Reikhan tersenyum tipis. "Bukan apa-apa. Jadi, kamu sendiri bagaimana? Mau menerima lamaran itu, atau menolaknya?"
Aku membuang napas kasar. Inilah yang aku bingungkan sejak kemarin. Aku sendiri bagaimana? Apa yang harus kulakukan? Apakah aku harus menerima atau menolaknya? Di satu sisi aku tidak ingin, tetapi di sisi lain, baru kali ini aku melihat Ayah yang begitu menginginkan sesuatu dariku.
"Aku juga tidak tahu," jawabku lesu, "di satu sisi, aku memikirkan Ayah. Aku sangat tahu, Ayah tidak akan sembarangan menerima lamaran orang itu jika Ayah tidak mengenalnya dengan baik. Ayah juga tidak pernah menuntutku, dia selalu menerima apa pun keputusanku. Namun soal lamaran itu, Ayah terlihat seperti menggantungkan harapannya padaku. Ayah ingin aku menerimanya, tapi ...."
Tatapanku kali ini beralih pada Reikhan yang masih diam, setia mendengarkanku. "Di sisi lain aku juga merasa takut. Aku takut untuk menikah, apalagi dengan pria yang tidak aku kenal. Aku merasa ada sesuatu yang aneh dengan perasaanku setiap kali melihat pria itu, meski tidak tahu dengan jelas perasaan apa. Menurutmu aku harus bagaimana? Aku tidak mengenalnya. Belum lagi, apa dia akan menerimaku yang begini?"
Aku tersenyum miris. Aku adalah salah seorang penyandang gangguan mental, yang masih harus meminum obat dan melakukan terapi setiap kali ada pemicu yang membuatnya kambuh. Jadi, apakah pria itu sungguh akan menerimaku yang seperti ini? Apakah keluarganya juga mau menerimaku?
"Keandita—"
Aku langsung menggeleng, tidak setuju dengan apa yang akan Reikhan katakan saat ini. Aku sudah hafal kalimatnya, "Keandita, tidak ada yang berbeda dari dirimu. Kamu hanya istimewa." Selalu begitu, setiap kali aku mulai berbicara soal diriku yang begini di hadapan pria itu. Padahal aku juga sadar diri, aku memang berbeda dari kebanyakan orang, meski memang sekilas terlihat normal seperti yang lain. Tidak ada yang berbeda secara fisik, tetapi akan sangat berbeda secara psikis.
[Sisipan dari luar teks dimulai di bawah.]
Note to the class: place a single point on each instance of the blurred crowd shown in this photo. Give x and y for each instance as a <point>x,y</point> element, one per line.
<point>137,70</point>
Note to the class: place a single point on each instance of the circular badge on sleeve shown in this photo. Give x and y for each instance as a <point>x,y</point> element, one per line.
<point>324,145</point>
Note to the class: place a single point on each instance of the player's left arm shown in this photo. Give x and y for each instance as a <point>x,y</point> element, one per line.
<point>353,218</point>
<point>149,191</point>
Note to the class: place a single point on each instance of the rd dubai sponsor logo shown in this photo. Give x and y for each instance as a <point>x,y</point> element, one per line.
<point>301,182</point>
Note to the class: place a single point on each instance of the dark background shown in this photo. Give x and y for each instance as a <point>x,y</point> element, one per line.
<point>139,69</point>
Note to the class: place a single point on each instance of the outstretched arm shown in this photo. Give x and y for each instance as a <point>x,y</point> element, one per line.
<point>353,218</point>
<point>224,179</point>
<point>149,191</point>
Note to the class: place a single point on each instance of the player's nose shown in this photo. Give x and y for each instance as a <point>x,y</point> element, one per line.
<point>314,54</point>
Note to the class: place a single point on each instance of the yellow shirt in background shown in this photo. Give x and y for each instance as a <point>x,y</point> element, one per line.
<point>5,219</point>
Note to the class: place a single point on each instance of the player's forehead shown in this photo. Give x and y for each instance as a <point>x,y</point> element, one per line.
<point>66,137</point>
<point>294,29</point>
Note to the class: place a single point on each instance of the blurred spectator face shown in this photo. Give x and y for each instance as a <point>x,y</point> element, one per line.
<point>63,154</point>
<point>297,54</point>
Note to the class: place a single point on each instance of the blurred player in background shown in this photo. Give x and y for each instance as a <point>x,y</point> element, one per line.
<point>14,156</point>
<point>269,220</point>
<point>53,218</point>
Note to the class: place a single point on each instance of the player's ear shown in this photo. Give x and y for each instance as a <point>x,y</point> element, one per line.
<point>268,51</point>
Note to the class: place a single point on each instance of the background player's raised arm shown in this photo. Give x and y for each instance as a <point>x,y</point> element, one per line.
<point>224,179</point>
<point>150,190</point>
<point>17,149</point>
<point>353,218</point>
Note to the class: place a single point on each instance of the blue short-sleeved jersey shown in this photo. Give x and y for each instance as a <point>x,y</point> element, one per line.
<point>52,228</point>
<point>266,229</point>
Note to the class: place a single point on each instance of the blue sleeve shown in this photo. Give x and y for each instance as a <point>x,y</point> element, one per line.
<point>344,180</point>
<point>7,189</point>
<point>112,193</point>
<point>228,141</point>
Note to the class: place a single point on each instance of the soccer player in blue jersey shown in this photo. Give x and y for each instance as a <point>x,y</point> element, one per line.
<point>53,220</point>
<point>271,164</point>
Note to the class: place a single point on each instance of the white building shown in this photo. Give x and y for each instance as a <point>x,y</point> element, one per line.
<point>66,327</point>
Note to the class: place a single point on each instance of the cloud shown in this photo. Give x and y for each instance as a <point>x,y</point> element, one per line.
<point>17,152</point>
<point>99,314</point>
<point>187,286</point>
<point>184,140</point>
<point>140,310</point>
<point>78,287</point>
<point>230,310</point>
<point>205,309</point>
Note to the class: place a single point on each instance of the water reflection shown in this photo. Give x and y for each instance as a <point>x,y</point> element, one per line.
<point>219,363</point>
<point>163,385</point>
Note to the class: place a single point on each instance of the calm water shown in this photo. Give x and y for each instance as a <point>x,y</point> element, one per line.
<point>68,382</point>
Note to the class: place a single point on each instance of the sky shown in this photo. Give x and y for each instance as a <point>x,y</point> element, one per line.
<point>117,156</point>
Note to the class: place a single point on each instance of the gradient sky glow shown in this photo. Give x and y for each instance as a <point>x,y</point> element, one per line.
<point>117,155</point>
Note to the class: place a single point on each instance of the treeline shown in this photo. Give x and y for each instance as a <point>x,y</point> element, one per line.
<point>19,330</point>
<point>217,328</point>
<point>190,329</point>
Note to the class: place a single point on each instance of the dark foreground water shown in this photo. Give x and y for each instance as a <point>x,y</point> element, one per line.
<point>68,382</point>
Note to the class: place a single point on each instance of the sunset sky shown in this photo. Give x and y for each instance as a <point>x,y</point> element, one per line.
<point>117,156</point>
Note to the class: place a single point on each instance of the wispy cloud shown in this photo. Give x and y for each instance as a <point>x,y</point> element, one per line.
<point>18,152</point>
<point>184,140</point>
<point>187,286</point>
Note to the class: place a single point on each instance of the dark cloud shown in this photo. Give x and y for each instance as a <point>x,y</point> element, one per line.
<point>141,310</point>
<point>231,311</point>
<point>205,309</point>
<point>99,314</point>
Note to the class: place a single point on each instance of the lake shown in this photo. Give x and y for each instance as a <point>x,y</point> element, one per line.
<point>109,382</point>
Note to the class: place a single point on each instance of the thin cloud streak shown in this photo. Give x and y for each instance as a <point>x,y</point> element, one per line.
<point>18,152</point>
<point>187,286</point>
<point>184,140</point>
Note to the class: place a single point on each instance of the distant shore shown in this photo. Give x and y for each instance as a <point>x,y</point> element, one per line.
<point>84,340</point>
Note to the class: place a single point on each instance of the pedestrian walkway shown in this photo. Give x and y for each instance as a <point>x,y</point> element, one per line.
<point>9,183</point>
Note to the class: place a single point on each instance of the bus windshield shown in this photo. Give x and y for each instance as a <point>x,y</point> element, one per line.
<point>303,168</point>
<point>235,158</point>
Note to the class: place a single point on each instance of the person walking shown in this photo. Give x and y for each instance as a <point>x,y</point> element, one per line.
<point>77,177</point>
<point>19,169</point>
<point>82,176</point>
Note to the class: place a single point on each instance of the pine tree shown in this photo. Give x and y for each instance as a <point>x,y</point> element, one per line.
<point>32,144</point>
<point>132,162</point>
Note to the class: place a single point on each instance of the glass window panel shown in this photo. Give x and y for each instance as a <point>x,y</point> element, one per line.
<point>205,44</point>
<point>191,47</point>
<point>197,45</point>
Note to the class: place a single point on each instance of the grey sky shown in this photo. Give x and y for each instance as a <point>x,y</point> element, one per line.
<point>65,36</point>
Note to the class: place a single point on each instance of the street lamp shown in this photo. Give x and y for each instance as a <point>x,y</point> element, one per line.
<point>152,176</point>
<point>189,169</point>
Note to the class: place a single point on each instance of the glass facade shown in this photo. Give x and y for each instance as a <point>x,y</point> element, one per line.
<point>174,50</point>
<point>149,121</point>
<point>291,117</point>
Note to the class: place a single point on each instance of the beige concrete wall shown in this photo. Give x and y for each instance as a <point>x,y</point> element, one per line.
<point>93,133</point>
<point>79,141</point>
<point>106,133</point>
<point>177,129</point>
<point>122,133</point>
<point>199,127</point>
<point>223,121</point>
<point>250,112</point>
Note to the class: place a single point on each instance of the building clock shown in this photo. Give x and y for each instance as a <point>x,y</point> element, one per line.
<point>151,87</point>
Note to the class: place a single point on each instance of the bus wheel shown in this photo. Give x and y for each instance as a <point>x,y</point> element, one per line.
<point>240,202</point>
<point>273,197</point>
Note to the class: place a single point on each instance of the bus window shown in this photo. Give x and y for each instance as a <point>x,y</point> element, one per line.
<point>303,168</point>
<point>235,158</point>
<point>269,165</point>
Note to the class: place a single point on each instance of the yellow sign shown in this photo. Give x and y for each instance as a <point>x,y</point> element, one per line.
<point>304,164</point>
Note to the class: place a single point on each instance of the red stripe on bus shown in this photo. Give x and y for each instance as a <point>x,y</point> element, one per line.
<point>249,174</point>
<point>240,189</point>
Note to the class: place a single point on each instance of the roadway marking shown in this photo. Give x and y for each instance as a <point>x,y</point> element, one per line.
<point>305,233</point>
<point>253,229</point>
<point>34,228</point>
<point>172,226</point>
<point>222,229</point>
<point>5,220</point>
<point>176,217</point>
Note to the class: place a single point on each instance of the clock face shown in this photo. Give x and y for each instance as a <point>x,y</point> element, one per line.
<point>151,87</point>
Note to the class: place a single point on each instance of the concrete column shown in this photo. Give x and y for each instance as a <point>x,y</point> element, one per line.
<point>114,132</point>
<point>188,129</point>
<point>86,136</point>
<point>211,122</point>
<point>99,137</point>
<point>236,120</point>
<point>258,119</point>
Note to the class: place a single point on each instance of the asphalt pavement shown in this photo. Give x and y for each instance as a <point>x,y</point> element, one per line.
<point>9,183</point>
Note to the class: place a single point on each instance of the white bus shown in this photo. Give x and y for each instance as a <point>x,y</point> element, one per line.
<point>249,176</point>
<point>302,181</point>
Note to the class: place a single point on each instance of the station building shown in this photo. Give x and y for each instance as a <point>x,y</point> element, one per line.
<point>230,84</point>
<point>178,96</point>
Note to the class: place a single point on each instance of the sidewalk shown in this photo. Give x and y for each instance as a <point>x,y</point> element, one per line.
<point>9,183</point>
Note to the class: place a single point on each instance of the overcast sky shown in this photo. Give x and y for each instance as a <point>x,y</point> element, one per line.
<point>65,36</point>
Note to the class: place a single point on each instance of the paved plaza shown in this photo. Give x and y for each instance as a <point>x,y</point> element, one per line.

"Saat itu aku juga bertemu dengan orang tuanya. Ayahnya memang tidak menunjukkan reaksi apa pun, mungkin beliau memang sengaja menyembunyikannya, tetapi aku bisa melihat dengan jelas bagaimana ekspresi ibunya. Aku sangat tahu kalau tatapan itu mengandung arti tidak suka dan penolakan," jelasku lagi.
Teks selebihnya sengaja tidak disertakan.